Networking existed long before the internet and long before capitalism. It is the form of inter-relation within face-to-face communities, particularly where no developed state or market exists. However, computerization, the internet, cyberspace, now makes it possible (not inevitable) for state and market to be challenged, and to develop world-scale networking based on internationalist principles.
The historical labour movement (now largely reduced to a trade union form in profound crisis) has long taken organizational/institutional shape, with the consequent loss of most movement characteristics, these notably including its early internationalism. 1
The newest international mouvement social, the 'anti-globalisation', 'anti-capitalist', or 'global justice and solidarity movement' (GJ&SM) has, like the radical-democratic international women's, ecological, indigenous and other such movements, been increasingly marked by the network form. This does not, however, mean that networking is understood in the same way, nor that the privileged space for such - cyberspace - is fully understood, nor its potential extensively and evenly developed.
The propositions below are clearly intended to suggest that the relational principle of networking is the one appropriate to social movements today, particularly in so far as they are concerned with an international/ist challenge and alternative to capitalist globalisation. They also suggest that cyberspace is the privileged one for human social emancipation. This privilege, however, comes only at the price of obligations: to the local/locale; to the marginalized; to the public sphere, to a constant critical self-examination.

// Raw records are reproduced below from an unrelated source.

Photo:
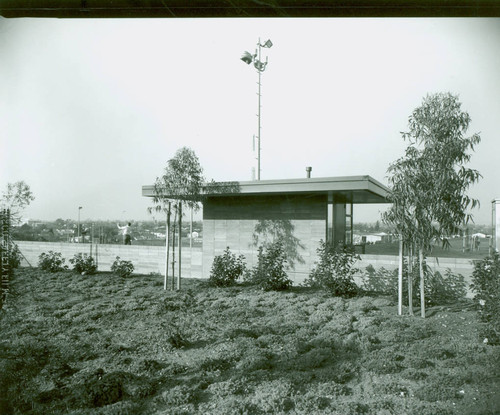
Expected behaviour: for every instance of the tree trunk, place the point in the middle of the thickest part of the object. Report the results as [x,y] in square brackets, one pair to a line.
[410,279]
[422,290]
[167,246]
[173,253]
[400,278]
[180,245]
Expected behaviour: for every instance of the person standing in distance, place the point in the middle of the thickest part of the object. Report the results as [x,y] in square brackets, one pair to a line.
[126,232]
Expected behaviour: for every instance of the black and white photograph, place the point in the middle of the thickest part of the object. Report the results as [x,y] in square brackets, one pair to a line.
[247,208]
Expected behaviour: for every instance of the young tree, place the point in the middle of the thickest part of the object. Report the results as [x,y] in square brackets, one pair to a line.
[181,184]
[429,184]
[16,197]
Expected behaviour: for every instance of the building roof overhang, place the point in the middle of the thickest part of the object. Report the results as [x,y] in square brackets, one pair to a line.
[352,189]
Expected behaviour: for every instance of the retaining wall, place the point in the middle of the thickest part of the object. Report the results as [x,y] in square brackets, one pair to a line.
[147,259]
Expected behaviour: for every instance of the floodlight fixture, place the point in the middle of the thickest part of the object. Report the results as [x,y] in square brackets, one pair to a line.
[258,64]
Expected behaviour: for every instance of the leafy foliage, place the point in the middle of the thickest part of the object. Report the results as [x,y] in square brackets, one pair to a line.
[51,261]
[98,346]
[122,268]
[486,285]
[83,264]
[269,273]
[267,231]
[226,269]
[334,271]
[16,197]
[447,288]
[428,185]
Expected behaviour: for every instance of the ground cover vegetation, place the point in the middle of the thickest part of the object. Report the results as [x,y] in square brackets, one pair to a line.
[104,344]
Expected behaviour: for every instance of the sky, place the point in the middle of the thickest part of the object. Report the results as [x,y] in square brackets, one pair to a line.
[92,109]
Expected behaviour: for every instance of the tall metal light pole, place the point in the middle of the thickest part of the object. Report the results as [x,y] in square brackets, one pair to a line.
[261,67]
[78,238]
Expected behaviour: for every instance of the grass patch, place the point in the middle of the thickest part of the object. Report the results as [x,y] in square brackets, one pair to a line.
[101,344]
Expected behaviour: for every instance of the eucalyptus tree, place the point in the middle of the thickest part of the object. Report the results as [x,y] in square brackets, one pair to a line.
[428,184]
[180,185]
[16,197]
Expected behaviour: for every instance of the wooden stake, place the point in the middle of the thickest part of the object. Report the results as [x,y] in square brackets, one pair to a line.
[180,245]
[422,286]
[400,278]
[167,245]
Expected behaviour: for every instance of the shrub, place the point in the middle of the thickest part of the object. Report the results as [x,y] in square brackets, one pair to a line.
[83,264]
[269,274]
[447,288]
[51,261]
[122,268]
[226,269]
[486,285]
[334,272]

It will be noted that I here concentrate on 'networking' and 'cyberspace', therefore failing to give the required attention to exciting new technical developments and multi-media applications that dramatically broaden the publicly-available means of cultural production, simultaneously lowering the entry qualifications. I rely here on others to make good this yawning gap.
The point is not to establish truths or truisms. It is to provoke discussion - particularly within and around the GJ&SM itself.
The matter of networking/cyberspace/culture is becoming critical with the World Social Forum and the 'social forum movement' internationally. In the period leading up to WSF3, Porto Alegre, Brazil, 2003, two quite basic documents are under discussion:
The first discussion has been largely addressed to the IOC itself, although it is on a freely accessible website. The second was announced at the European Social Forum, Florence, November, 2002, with a draft being circulated on the Web in December 2002.
These two discussions, one on the internal structure/process, one on its most activist projection, will, in their process and outcome (rather than form and content) reveal the manner and extent to which the GJ&SM understands the new logic of networking, the nature of cyberspace, the increasing centrality of culture for human emancipation.
1. These propositions have their origins in an unpublished paper on international labour networking, as may become apparent. There will be an article version of this current paper, with relevant quotations and an extensive resource list.